A Perfectly Clear Snapshot of A Time and A Place

It goes without saying that Ms. Goodwin is among America's finest writers; her Pulitzer prizes prove that. Yet Ms. Goodwin herself has said in interviews that of all the books she has written, WAIT TILL NEXT YEAR seems to strike the strongest emotional chord among her readers. This book is writing at its best and, therefore, it's good reading. It will be of special interest to anyone with a passion for baseball, particularly the Dodgers, especially before the team left Brooklyn. Yet this memoir is more than just a baseball story, though that part is fascinating. It offers a good picture of the energy found in the States during those years immediately following World War II, and an excellent history of the expansion of New York City and the immediately adjacent suburbs at that same moment in time.My father and his brothers, like all little boys born in Brooklyn in the first decades of the 20th Century, were avid Dodgers fans. By 1986, three of the four brothers had died. My bachelor uncle remained alone, 85 years old, though I phoned him every day and visited him frequently. During the '86 World Series, I was trying to engage his attention; his mind was clear, but his enthusiasms had abated. So I tried to instigate a conversation. "What do you think of the Mets? Can you believe that they won the Series?" He responded, "I have to tell you, sweetheart, that after the Dodgers left Brooklyn, we never again cared that much about baseball." I understood that when he said "we," it wasn't meant in the royal sense--he was referring to three brothers who had predeceased him.My uncle died in 1994, at the age of 93. He remained a voracious reader until the day he died. The highest compliment I can pay Ms. Goodwin is that I am sorry that he did not live long enough to read WAIT TILL NEXT YEAR. It's a wonderful book, and he would have reveled in it.

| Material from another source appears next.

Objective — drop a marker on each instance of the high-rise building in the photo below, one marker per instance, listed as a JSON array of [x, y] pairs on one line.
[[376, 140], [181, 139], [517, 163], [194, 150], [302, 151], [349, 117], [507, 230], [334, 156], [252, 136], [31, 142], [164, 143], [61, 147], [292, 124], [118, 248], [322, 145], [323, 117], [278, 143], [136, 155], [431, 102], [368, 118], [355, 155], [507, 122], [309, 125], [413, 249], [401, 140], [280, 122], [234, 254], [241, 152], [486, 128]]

A Great Book about a Great Game

As a genre, baseball books are of two general types- the rarely interesting memoirs of a jock or coach, or the baseball writer/enthusiast's dissection of the game in general, or of a season or team in particular."Wait Until Next Year" by Doris Kearns Goodwin is of the latter genre. A lifelong baseball fan who grew up in a Long Island suburb of New York City, Goodwin grew up rooting for her father's favorite team- the Brooklyn Dodgers in what many regard as the golden age of baseball, the late 1940s and early 1950s. It was an era where the Dodgers went to six World Series in ten years (1947, 1949, 1952, 1953, 1955, and 1956) and won the title over the hated Yankess in 1955. It was an era that saw baseball integrated by Jackie Robinson, and some of the best players in history (Robinson, Duke Snider, Willie Mays, Yogi Berra, Mickey Mantle, Billy Martin) wowed the fans time and again with their spectacular play. And Goodwin watched it all while growing up. "Wait Until Next Year" is as much a memoir of growing up in suburban Long Island in the 1950s as it is a remembrance of what baseball was like in that long-gone era. Anyone who followed sports as a kid can remember what it was like to watch their heroes on the television, fervently hoping they may emerge victorious (this baseball fan was crushed to watch the big, bad Oakland A's slaughter his heroes, the San Francisco Giants, in the 1989 World Series) or being so fortunate to actually attend a game in the flesh. This reader smiled as he read Goodwin's memories of attending a game at Ebbets Field, her horror at Robby Thomson's miracle home run in the 1951 playoffs that lifted the Giants over the Dodgers, her satisfaction with the Dodgers triumph in the 1955 World Series, and finally her sadness at the Dodgers decision to depart for Los Angeles in 1957.A very good book that even non-baseball fans will find hard to put down.